No ano passado, a Polícia Militar Ambiental de Mato Grosso do Sul (PMA) autuou 56 pessoas físicas e jurídicas envolvidas em incêndios em áreas rurais, o que representa um aumento de 250% em relação a 2019, quando 16 pessoas foram autuadas. Do total das autuações de 2020, 16,6% foram em municípios pantaneiros.

As autoridades, porém, não foram capazes de autuar todos os criminosos ambientais. Isso porque, conforme explicado pelo secretário de Meio Ambiente de Mato Grosso do Sul, apenas em 30% das regiões fiscalizadas foi possível identificar e autuar os responsáveis por iniciar as queimadas, que também são investigadas pela Polícia Federal. Um das operações investigatórias teve como foco incêndios próximos ao Parque Nacional do Pantanal. Segundo as autoridades, a queimada criminosa teve início em uma fazenda.
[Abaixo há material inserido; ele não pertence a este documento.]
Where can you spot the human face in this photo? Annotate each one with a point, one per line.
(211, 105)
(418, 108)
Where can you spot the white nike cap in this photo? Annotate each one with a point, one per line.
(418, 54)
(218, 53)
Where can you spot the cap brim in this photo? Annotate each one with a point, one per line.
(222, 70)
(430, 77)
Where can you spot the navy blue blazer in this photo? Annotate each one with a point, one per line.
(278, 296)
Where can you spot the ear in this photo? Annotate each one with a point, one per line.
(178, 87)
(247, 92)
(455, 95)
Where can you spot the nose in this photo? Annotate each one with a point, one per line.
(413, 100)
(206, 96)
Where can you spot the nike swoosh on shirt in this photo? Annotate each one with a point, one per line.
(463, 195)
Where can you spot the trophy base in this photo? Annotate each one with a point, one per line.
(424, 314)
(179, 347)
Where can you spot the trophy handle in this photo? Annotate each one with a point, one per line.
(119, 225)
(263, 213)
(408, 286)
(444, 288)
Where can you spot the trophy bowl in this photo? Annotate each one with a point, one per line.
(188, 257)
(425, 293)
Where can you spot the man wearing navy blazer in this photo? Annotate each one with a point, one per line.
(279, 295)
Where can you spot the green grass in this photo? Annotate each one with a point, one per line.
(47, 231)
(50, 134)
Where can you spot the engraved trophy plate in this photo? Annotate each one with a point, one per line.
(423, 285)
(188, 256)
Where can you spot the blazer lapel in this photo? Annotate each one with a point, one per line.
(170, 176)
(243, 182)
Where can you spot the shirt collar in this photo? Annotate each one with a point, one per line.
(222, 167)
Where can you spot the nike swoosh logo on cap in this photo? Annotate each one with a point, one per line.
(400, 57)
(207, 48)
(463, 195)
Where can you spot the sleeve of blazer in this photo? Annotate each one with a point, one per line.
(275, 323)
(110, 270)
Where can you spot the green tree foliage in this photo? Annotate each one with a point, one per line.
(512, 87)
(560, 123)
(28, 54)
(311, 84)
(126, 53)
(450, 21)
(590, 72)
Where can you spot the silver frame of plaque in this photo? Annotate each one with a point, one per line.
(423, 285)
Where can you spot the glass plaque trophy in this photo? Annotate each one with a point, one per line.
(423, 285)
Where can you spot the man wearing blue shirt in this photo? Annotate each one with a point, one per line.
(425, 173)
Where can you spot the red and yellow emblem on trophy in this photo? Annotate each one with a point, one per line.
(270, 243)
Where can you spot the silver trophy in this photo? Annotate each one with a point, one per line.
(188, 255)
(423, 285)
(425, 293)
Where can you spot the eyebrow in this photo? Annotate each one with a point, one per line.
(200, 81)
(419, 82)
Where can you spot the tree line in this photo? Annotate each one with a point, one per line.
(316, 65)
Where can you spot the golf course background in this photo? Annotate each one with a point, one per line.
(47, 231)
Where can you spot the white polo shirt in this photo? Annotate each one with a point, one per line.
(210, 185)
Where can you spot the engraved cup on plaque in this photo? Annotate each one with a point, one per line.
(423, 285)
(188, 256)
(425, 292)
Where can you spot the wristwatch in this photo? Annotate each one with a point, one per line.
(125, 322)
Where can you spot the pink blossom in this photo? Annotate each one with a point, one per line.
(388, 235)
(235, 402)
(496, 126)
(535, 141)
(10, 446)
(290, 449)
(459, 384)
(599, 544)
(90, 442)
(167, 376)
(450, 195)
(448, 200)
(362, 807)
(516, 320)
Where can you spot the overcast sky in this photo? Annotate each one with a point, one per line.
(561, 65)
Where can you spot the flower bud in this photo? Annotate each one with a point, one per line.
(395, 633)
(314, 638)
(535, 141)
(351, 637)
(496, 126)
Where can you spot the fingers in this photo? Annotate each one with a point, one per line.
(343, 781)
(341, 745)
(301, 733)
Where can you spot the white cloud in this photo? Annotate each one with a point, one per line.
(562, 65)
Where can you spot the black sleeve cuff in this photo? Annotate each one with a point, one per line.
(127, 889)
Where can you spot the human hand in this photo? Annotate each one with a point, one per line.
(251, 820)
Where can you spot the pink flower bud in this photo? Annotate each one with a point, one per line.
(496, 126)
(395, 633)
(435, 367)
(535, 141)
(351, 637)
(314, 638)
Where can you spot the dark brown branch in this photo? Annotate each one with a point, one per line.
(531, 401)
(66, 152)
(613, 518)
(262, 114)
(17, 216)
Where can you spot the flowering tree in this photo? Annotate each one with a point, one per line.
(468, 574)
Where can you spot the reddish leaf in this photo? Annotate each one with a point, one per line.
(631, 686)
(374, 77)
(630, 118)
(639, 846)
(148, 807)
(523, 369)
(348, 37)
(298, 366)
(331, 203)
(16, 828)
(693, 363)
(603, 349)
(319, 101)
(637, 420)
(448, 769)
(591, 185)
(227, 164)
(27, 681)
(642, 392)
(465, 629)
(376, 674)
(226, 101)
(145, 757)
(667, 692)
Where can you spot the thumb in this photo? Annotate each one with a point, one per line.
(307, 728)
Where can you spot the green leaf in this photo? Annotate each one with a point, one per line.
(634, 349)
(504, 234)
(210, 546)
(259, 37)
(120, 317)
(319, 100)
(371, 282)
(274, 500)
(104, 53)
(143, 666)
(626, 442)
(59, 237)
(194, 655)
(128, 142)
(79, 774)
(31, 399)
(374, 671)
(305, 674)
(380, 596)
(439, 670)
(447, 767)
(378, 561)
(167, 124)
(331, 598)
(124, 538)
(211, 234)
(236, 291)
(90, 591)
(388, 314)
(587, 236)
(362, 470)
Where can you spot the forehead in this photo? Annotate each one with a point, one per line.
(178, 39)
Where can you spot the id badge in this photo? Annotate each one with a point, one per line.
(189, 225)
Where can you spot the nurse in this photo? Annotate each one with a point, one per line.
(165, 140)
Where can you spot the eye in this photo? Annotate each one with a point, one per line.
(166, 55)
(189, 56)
Quatro inquéritos instaurados pela Polícia Federal para apurar as queimadas ocorridas ano passado no Pantanal investigam os seguintes crimes: destruir ou danificar floresta considerada de preservação permanente, mesmo que em formação, ou utilizá-la com infringência das normas de proteção (1 a 3 anos de detenção); causar dano direto ou indireto às Unidades de Conservação (1 a 5 anos de reclusão); provocar incêndio em mata ou floresta (2 a 5 anos de reclusão); causar poluição de qualquer natureza em níveis tais que resultem ou possam resultar em danos à saúde humana, ou que provoquem a mortandade de animais ou a destruição significativa da flora (1 a 4 anos de reclusão).

A instituição relata ter intensificado os esforços no combate a crimes ambientais nos últimos anos e afirma estar mais presente no Pantanal, junto da Polícia Militar Ambiental. Policiais federais também foram capacitados para usar ferramentas que usam imagens de satélite para que possam acompanhar danos ambientais no bioma.

Segundo o MPF-MS, “os inquéritos instaurados em razão das queimadas do ano passado de competência federal ainda não estão concluídos” e, por isso, “não foram apresentadas denúncias até o momento”. Há ainda pendência de perícia e as investigações seguem em sigilo.

Ao se posicionar sobre o caso, a Federação de Agricultura e Pecuária de Mato Grosso do Sul (Sistema Famasul) informou que atua em conjunto com o Senar/MS “orientando e capacitando produtores, trabalhadores rurais e outros profissionais que desempenham funções no campo, com o intuito de prevenir e combater incêndios em áreas rurais e minimizar impactos sociais e econômicos, protegendo a fauna e flora, bem como a integridade de pessoas”.

A Famasul reforça ainda que atualiza, treina e alerta técnicos de campo, prestadores de serviço e demais parceiros através dos 69 sindicatos rurais da região. A instituição também faz parte de grupos de trabalhos, comissões e comitês voltados à preservação ambiental, além de promover campanhas anuais de conscientização.